Глашина доля

- Глашка, замуж хочешь?

- А ты берешь? – оттолкнув руку нахрапистого Мишки Зоткина, Глафира быстро реагирует на вопрос. А Мишка в ответ смеется, нагло скаля зубы и оглядывая пышные формы Глаши Агаповой.

- А чё, согласная? – Мишка норовит дотянуться до Глафиры. – А то пошли, покувыркаемся на сеновале… ну дай хоть подержаться…

Глафира долго не раздумывает и толкает Мишку прямо в куст крапивы, куда он приземляется, как вертолет, смешно махнув руками. Тут же хохот у клуба, где собралась молодежь.

- Эй ты, пышка, - выбравшись из куста и потирая мягкое место, Михаил сплюнул прямо под ноги Глафире, выказывая свою злость, - думаешь, надо мой смеются… это над тобой ржут…

Глаша отворачивается, обидчиво поджимая губы. Подружка Наташа кладет ей руку на плечо. – Ну, чего ты, Глаша, не знаешь Мишку что ли? Ему лишь бы позубоскалить.

Глаша улыбнулась. И плакать она не собирается. Привыкшая уже. Да и понимает она: Наташе легко успокаивать, её «пышкой» не зовут, она хоть и крепкая девчонка, но рядом с Глашей как березка.

- Пойдем, кино скоро начнется, - зовет Наташа, и они вместе со всеми входят в полумрак деревенского клуба.

Аккуратно придерживая платье, усаживается на поскрипывающие деревянные сидения сельского клуба конца шестидесятых. Комфорта мало, зато удовольствия от киноискусства – с избытком.

Глаша вздыхает, глядя на стройных героинь фильма.

Вот ведь и старшая сестра Мария отличается от нее комплекцией. А все потому, что в отца, или в отцовскую родню – такая же худощавая, как отец. Да и Колька – младший брат – тоже как стержень. А вот мамка у них – полненькая, и всегда такой была, видно Глафира в мать пошла. Хотя Клавдии – Глашиной матери – нисколечко это не мешает. Управляется шустро, будто и не устает, и с отцом у них всегда ладно. И вроде глянешь на них: ну какая это пара? Он худой как оглобля, высокий, медлительный, а она – пышная, шустрая, а все равно люди говорят, что два сапога пара.
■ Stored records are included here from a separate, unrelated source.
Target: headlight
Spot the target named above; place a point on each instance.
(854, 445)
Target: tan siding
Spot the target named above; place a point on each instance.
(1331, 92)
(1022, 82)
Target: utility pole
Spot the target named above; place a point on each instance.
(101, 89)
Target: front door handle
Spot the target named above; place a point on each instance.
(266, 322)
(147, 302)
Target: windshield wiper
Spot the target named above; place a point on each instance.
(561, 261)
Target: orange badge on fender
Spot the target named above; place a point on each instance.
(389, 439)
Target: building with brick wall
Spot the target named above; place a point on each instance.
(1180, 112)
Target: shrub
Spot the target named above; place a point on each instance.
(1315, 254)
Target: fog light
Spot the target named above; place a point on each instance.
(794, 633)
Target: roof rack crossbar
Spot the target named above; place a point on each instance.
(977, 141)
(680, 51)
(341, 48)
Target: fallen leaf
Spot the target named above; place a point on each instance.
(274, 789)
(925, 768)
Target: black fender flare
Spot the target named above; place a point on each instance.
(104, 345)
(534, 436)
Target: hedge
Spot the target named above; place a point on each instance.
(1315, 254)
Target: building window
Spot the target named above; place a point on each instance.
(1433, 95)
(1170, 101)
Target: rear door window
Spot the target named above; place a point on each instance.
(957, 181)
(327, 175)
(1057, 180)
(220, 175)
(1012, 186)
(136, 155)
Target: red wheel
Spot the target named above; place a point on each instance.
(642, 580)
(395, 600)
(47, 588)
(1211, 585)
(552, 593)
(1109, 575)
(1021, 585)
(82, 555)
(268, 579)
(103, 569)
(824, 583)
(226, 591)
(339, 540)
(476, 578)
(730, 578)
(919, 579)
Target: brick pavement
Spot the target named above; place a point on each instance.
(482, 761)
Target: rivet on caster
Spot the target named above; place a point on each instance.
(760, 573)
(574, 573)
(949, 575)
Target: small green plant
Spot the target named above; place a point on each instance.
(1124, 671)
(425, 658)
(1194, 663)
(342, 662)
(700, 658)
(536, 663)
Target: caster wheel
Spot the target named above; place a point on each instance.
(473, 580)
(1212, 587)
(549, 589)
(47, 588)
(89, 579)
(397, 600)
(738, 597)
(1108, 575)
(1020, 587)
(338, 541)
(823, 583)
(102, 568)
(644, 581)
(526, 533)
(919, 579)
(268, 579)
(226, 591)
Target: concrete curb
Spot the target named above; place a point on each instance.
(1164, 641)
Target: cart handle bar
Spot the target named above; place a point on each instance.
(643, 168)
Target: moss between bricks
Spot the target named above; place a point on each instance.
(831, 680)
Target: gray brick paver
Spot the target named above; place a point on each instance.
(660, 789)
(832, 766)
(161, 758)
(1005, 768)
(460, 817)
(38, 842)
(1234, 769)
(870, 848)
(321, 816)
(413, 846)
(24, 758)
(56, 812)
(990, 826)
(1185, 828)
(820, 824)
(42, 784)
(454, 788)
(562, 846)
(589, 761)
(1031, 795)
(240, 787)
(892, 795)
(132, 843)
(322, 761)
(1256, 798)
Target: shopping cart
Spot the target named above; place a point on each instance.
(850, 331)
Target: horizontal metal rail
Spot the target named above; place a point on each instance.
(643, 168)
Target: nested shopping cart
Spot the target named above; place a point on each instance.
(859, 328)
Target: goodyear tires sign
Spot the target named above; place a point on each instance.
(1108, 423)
Глаша вздыхает, подумав, что не предвидится ей пары в родном селе, да и не в родном – тоже.

В воскресенье девчата поманили Глафиру в райцентр, как раз грузовая с будкой скоро пойдет, вот и поместятся в этой будке, где скамейки деревянные и на ухабах так подбрасывает – подпрыгиваешь, как мячик.

Зато до самого центра довезли, где здание райсовета и площадь, залитая солнцем и музыка из громкоговорителя на всю округу. А поодаль бочка с квасом - туда и побежали девчата. Стоят, смеются, щурятся от солнца, радуясь летнему дню.
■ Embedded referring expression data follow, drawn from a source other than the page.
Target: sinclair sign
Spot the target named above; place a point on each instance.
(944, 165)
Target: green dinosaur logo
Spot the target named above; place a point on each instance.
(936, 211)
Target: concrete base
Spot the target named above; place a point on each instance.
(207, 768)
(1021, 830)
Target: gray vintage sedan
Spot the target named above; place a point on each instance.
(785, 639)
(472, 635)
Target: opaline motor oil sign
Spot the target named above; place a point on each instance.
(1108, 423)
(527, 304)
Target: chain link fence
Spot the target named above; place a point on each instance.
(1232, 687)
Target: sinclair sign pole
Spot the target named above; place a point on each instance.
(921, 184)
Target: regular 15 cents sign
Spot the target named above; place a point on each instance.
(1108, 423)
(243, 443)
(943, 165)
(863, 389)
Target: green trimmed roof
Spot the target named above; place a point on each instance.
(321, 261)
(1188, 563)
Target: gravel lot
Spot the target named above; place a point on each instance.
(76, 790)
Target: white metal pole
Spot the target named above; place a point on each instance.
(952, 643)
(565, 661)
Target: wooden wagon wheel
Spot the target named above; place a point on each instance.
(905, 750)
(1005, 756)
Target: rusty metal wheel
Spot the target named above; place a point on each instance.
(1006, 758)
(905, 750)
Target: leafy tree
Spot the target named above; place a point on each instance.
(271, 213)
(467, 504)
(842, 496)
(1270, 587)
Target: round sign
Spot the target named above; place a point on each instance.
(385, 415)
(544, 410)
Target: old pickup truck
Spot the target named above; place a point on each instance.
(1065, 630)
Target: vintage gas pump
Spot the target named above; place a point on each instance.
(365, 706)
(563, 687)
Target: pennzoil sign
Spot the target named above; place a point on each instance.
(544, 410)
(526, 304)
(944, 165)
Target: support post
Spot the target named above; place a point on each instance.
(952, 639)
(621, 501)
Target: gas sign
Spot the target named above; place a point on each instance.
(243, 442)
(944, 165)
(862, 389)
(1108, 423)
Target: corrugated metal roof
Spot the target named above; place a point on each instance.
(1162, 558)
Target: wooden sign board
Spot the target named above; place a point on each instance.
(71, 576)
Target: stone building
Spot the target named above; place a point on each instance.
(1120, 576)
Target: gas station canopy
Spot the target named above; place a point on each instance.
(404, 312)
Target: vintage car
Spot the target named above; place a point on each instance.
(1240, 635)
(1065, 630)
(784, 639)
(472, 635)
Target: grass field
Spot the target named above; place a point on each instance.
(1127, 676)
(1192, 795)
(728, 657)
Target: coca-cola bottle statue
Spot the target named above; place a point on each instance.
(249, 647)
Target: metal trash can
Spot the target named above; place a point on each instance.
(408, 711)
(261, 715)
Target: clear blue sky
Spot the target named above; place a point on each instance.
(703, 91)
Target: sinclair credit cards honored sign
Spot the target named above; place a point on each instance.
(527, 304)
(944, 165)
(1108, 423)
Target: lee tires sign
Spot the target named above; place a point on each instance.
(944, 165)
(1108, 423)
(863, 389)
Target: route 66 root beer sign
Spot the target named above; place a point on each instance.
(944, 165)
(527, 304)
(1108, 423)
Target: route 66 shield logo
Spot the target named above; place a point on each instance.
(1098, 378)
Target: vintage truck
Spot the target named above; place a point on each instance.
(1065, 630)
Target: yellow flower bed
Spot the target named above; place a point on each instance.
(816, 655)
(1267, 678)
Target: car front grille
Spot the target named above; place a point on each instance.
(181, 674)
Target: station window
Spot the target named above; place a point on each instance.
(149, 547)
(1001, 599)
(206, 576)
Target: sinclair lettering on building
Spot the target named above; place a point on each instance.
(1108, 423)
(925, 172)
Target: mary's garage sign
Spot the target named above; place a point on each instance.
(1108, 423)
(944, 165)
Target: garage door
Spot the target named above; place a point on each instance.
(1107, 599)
- Глянь, какая пышечка, - услышала Глафира. И хочется ей думать, что не про нее это сказано, но нет среди ее подружек таких как она. И поворачивается Глаша (а вдруг не про нее) – а там, у дерева, в тени, стоят два парня. Один задумчивый, сосредоточенный на своих мыслях, а второй - с насмешливым взглядом, уставился на Глафиру, оглядывая ее с ног до головы, и снова толкает в бок своего задумчивого приятеля.

Глаша подошла ближе к подружкам – хочется ей спрятаться от масляных глаз, знает она такой взгляд, им бы только ущипнуть, а то и зажать, а потом позубоскалить.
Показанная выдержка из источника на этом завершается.